Mims and McGee emphasized the importance of sisterhood and brotherhood by looking back at the origins of the NPHC. The organization was created to unite the Black community and organize social action as they faced the “problems of history,” referring to American segregation, racism and gender inequality.  

It was because of brotherhood that the first Black SGA president was elected. Cleophus Thomas was a member of Kappa Alpha Psi. His election was made possible by the support of his fraternity and NPHC brothers and sisters. 

The Divine Nine has played a major role in the Civil Rights Movement. On the national level, Alpha Phi Alpha has notable alumni who helped change the civil rights landscape, including Martin Luther King Jr., Andrew Young and Jesse Owens.  

The NPHC also has various programs that promote higher education within the Tuscaloosa area.  

“We have our ‘Go to High School, Go to College’ program, which promotes secondary education and college education amongst our communities to younger children in elementary, middle and high school,” Kenneth Kelly, a junior majoring in news media and a member of Alpha Phi Alpha, said.  

Another historic tradition for the Divine Nine fraternities and sororities is the annual step show, a celebration that is at least 40 years old. According to McGee, the event serves as a recruiting effort, and students and alumni are encouraged to attend. Stepping and strolling is a traditional art form that has origins in the African diaspora. 

“It was an art form amongst the tribes that lived over in the West African region, to use their body to make different types of sounds and movements to communicate with each other,” Kelly said. “That was one of the various things that have been passed down from what survived the Atlantic Slave Trade, and it has been passed down throughout generations of slavery.” 

Service is the social action and philanthropy that NPHC organizations do to give back to the local community. Delta Sigma Theta hosts educational forums in Tuscaloosa, and members do service projects for Tuscaloosa and the surrounding areas. Every year, the NPHC has a “give-back” event, usually a gala to fundraise for the American Heart Association. 

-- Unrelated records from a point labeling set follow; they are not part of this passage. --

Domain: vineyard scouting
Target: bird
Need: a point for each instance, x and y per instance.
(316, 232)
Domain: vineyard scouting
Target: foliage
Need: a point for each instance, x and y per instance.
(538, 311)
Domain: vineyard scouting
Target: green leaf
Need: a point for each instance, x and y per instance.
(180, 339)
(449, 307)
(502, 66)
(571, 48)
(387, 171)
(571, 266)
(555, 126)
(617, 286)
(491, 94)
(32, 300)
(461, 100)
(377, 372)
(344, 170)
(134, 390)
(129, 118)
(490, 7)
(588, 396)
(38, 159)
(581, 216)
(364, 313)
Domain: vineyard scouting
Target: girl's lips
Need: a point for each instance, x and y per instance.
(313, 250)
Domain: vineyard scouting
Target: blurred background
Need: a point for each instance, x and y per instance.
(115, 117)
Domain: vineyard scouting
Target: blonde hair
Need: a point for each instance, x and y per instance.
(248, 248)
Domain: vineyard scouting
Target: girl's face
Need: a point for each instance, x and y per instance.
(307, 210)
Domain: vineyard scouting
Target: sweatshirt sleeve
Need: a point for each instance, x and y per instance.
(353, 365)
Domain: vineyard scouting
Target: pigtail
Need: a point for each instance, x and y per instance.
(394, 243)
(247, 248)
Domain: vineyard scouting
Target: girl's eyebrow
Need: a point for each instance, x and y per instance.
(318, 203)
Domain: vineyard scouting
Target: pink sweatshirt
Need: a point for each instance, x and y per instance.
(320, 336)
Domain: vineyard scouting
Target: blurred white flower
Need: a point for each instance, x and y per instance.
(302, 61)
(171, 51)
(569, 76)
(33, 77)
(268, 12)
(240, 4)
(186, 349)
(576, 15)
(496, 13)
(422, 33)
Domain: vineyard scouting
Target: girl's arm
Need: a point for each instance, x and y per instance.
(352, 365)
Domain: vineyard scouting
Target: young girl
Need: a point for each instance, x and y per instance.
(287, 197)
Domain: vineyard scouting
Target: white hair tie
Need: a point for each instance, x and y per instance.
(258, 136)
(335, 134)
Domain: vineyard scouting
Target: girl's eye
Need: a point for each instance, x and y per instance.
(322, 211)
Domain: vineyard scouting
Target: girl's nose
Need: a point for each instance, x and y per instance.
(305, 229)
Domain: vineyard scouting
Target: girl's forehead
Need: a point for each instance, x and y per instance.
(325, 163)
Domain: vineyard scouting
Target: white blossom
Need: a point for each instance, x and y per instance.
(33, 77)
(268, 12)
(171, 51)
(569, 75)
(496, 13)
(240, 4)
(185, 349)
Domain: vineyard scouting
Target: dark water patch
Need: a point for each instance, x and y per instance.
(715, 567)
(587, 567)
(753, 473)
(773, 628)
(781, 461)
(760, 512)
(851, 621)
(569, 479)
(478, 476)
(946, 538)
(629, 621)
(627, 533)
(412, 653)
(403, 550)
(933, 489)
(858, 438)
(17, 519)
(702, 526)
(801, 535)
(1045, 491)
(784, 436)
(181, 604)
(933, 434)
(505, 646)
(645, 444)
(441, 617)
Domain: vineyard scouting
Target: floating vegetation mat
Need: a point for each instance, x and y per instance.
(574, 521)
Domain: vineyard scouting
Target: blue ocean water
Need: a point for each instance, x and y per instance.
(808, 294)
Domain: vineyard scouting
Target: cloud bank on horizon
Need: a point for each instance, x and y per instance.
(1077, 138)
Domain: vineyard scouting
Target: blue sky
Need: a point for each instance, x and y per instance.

Malea Benjamin, a senior majoring in political science and communication studies and a leadership fellow for Alpha Kappa Alpha, said she takes a lot of pride in being a member of the NPHC and enjoys being in Alpha Kappa Alpha because of the educational and service opportunities that it provides. 

Some of the opportunities that Benjamin has come across include donating women’s sanitary products, educating high schoolers on voter registration, and community service at the Salvation Army.  

To Benjamin, having a visible presence, especially on sorority row, is an important part of showing the progress that the University of Alabama has made toward making all students feel seen and heard.  

“Not that it’s as bad as it used to be, but I still think it’s important to show how much things have changed and the strides that we’re making to make Black students feel seen and heard and uplifted, and to be authentically Black,” Benjamin said.